Baghdad (AsiaNews / Agencies) - Iraqi security forces, with the support of US air raids, have pushed back Islamic State (IS) militants from a wide area around the Haditha dam. In recent weeks, the Islamists have repeatedly tried to capture the mega-plant (of strategic importance) on the Euphrates River, in the western Anbar province, from the control of the government army and their tribal allies. The operation around the Haditha Dam marks an expansion of the military actions in by Washington, so far limited to the north and especially in the Kurdish area.
In the coming days, President Barack Obama is expected to outline the US strategy to defeat the Islamists who, from the beginning of June until today, have conquered vast areas in northern and western Iraq (and Syria), creating a "caliphate".
According to reports from the leader of Sunni tribes in western Iraq, the US air raids around the Haditha Dam have "wiped out" a phalanx of Islamist militants who tried to attack the dam. Sheikh Ahmed Abu Risha speaks of "pin point operations" that have not resulted in "collateral damage".
Army and militias have also
regained control of Barwana, east of Hadita,
after miltants fled abandoning weapons
and vehicles during their retreat. The governor of Anbar, Ahmed
al-Dulaimi, was injured in the clashes by a mortar round.
The Haditha Dam is the second largest hydroelectric plant in Iraq and supplies drinking water to millions of citizens. Since the beginning the Islamists have targeted numerous dams, taking possession in April of a dam in Falluja. They also took control of the Mosul dam for a few weeks, but here were expelled in a joint operation between the Iraqi Army and United States Air Force. Since the beginning of August, Washington has conducted more than 130 air raids in support of the land operations of the Kurdish Peshmerga and the Iraqi security forces.

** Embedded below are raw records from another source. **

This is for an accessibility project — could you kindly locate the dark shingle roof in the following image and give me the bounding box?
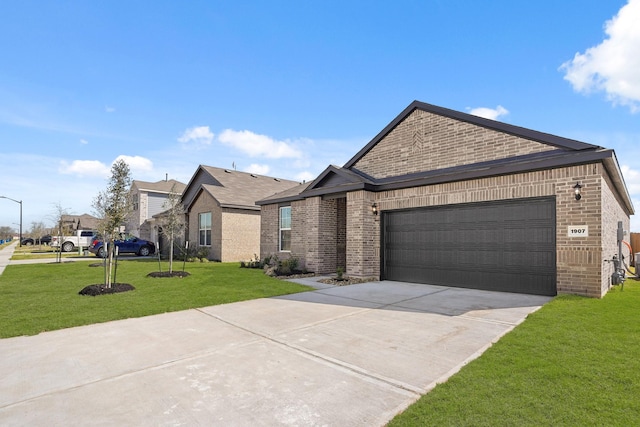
[185,166,300,210]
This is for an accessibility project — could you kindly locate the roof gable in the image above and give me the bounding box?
[344,101,601,178]
[183,165,300,211]
[181,166,223,209]
[308,165,371,189]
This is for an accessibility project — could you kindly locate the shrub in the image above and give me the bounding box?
[240,254,265,269]
[195,247,210,262]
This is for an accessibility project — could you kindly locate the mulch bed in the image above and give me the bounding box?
[146,271,191,278]
[318,277,377,286]
[79,283,135,296]
[275,272,316,280]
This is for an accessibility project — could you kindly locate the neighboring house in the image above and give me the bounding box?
[181,165,299,262]
[258,100,634,298]
[127,178,187,241]
[60,214,100,232]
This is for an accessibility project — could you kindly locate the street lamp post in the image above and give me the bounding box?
[0,196,22,247]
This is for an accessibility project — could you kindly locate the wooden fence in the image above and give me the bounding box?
[631,232,640,266]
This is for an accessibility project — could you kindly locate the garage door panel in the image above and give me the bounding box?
[382,197,556,296]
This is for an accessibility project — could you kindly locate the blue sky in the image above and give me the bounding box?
[1,0,639,232]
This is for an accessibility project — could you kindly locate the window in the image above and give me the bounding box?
[199,212,211,246]
[279,206,291,252]
[132,194,139,211]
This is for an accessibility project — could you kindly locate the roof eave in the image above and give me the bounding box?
[601,153,635,215]
[376,149,616,192]
[219,203,261,211]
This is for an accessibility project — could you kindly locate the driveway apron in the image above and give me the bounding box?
[0,280,551,426]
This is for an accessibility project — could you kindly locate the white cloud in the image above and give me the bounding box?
[59,160,110,177]
[294,171,316,183]
[58,155,153,178]
[105,106,116,113]
[621,165,640,232]
[80,139,88,145]
[218,129,303,159]
[621,165,640,194]
[178,126,214,147]
[467,105,509,121]
[560,0,640,112]
[243,163,271,175]
[114,155,154,173]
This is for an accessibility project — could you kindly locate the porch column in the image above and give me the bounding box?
[346,190,380,278]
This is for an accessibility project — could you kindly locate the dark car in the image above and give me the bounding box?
[89,234,155,257]
[21,235,52,246]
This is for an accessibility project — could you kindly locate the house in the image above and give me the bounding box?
[181,165,299,262]
[60,214,100,232]
[257,101,634,298]
[127,178,187,242]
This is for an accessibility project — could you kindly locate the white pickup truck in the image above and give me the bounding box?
[51,230,97,252]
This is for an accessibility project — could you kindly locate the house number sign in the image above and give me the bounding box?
[567,226,588,237]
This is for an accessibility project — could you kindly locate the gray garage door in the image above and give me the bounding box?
[382,197,556,296]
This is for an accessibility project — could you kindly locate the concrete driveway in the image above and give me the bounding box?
[0,279,551,426]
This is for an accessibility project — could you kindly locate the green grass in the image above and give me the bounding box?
[0,260,312,338]
[10,245,80,260]
[389,279,640,426]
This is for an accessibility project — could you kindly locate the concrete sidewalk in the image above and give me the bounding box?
[0,280,551,426]
[0,241,18,275]
[0,243,94,275]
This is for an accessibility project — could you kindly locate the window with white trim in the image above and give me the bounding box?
[279,206,291,252]
[199,212,211,246]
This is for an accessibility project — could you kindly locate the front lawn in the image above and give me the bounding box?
[389,279,640,426]
[0,260,312,338]
[10,245,81,260]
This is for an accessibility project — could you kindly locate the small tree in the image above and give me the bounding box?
[92,159,132,288]
[0,226,13,241]
[159,184,186,273]
[29,221,47,244]
[51,203,71,263]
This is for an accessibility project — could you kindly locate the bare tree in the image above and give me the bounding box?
[51,203,71,263]
[92,159,132,288]
[159,183,186,273]
[0,226,13,241]
[29,221,47,245]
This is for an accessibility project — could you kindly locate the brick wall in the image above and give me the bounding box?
[261,198,345,274]
[220,209,261,262]
[260,204,280,258]
[337,197,347,269]
[291,199,308,268]
[300,197,340,274]
[188,192,222,261]
[346,190,379,278]
[353,109,555,179]
[601,171,631,294]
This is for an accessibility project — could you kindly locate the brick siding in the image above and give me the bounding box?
[353,109,555,179]
[221,209,260,262]
[189,192,262,262]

Meanwhile, Arab League foreign ministers, meeting in Cairo yesterday, reached an agreement for a "joint action" against extremist groups, including the IS. The goal is to block political, economic, military supplies to the Islamists, even though there is no confirmation of a possible coordination with the United States in the operation.
The United Nations reports that last month, the worst so far in the conflict with the Islamic Army, 1420 people were killed; 1370 injured. In the past year, at least 1.6 million Iraqis have been displaced by violence; 850 thousand in the month of August. These include hundreds of thousands of Christians, Yazidis and Turkomans driven from their homes under threat of death if they did not convert to Islam radical.